I’m an only child, born and raised in Chicago but of Korean descent. My parents passed away with [the events of] 9/11 sandwiched in between. My mom died of colon cancer in April then my father had a heart attack in triple bypass surgery in November. It was an epic year! I thought to myself, “Why am I even here?” I literally had that moment, you know, when you reflect upon your life … I never thought I was going to work with the Chicago Children’s Choir. I thought, “I’m a classical pianist and I’m going to write my own music. I’m going to conduct orchestras.” I realized after their passing what greater reward was there than to nurture the next generation and teach them? Because it is about the children and the future. We are only here temporarily. What gifts do we want to leave behind? What’s our legacy?
You and your family live in Lincoln Park. Where did you meet your husband Kevin?

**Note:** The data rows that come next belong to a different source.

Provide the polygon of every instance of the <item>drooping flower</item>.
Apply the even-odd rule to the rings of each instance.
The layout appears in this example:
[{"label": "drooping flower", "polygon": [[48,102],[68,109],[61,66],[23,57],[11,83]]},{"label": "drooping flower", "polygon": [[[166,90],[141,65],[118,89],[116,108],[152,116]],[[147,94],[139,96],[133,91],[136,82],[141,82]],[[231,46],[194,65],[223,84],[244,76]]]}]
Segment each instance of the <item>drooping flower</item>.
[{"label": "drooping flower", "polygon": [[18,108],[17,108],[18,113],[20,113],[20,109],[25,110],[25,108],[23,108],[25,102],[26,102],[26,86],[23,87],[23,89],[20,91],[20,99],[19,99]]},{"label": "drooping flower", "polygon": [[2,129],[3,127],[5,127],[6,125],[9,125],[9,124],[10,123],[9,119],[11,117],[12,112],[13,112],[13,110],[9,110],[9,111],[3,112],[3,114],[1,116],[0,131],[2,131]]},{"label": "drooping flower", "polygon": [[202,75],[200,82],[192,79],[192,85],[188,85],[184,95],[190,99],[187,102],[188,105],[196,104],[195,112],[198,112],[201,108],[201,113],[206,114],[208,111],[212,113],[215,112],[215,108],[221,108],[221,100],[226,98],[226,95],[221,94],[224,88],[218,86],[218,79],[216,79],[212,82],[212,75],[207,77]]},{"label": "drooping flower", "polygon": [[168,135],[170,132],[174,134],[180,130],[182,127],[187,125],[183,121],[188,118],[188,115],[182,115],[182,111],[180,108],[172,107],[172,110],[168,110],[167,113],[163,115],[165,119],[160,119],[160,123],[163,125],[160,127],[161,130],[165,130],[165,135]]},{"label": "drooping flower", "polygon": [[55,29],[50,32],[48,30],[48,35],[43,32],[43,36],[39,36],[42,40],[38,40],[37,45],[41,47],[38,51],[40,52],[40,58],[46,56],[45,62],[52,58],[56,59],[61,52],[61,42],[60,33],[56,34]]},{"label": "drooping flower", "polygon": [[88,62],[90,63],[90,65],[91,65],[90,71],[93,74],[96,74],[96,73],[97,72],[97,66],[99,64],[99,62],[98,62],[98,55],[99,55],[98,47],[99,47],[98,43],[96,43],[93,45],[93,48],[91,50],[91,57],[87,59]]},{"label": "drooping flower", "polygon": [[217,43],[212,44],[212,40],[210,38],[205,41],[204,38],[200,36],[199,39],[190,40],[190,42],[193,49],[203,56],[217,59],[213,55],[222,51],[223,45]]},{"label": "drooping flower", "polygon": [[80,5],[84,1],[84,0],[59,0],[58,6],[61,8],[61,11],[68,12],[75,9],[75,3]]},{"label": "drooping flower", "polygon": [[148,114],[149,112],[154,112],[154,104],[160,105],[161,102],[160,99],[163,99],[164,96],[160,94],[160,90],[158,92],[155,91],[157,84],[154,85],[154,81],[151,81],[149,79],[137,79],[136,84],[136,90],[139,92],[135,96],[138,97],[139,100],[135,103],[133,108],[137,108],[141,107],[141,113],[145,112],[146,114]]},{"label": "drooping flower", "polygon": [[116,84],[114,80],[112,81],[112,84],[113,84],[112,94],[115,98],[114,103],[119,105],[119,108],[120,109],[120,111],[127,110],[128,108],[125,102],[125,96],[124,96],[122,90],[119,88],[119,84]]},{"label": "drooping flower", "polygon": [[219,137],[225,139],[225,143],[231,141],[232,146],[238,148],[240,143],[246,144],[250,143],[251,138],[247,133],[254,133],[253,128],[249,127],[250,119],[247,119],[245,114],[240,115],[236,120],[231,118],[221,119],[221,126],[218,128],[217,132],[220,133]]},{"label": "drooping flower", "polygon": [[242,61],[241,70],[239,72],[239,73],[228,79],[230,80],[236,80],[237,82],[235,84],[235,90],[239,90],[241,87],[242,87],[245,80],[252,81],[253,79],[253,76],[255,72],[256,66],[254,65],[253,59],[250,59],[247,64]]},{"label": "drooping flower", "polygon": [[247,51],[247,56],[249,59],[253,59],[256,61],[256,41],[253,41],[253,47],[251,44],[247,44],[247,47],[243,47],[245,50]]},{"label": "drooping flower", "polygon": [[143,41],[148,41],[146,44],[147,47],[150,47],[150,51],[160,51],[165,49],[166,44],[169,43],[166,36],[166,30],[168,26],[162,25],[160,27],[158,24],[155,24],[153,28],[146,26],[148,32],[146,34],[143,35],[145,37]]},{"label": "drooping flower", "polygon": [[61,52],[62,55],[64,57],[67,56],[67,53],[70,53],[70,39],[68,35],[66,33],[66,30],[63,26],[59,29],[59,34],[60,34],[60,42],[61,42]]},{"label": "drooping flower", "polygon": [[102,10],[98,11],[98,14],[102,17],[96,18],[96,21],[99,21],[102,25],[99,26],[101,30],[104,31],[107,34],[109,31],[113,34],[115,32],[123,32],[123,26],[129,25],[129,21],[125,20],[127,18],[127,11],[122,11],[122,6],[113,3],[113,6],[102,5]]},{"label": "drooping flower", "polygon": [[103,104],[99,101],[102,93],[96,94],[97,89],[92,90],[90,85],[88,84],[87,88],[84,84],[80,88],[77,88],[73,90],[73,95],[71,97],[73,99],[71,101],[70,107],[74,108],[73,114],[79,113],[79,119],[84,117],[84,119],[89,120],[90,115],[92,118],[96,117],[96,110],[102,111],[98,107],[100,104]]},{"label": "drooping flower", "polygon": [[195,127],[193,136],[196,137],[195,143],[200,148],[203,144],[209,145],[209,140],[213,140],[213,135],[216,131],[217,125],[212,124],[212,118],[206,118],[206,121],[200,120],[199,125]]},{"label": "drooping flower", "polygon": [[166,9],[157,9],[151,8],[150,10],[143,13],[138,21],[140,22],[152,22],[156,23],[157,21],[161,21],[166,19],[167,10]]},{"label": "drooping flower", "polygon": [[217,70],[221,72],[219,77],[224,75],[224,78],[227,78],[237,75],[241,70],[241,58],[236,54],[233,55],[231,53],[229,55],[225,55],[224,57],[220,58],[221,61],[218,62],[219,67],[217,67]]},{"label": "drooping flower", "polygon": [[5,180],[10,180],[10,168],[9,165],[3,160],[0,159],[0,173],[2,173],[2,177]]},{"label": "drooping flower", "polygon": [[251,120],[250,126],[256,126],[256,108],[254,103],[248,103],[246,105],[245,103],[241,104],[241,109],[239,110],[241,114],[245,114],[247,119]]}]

We met backstage at “Cirque du Soleil”.
Do you cook?
My husband cooks. He’s an amazing cook. I love eating at home!
When you do go out to eat, what are your favorite restaurants?
I love anything Nick Kokonas does. I also love anything Kevin Boehm and Rob Katz do.
When listening to the radio, who do you turn up?
I love Adele. I’ve been into Bruno Mars. I think he’s so talented. I love Björk, but I’ve kinda gotten over my Björk phase.
If you could have a drink with anyone, who would it be?
I really would love to meet Beethoven because he completely revolutionized classical music. He inserted a funeral march in his third symphony “Eroica”, so when he premiered it people were throwing their money at him because they were so pissed! So can you imagine what it’s like to perform in that era and to really break the boundary? And he was deaf when he composed “Symphony No. 9”. I think he is extraordinary … And I would love to talk to Angelina Jolie.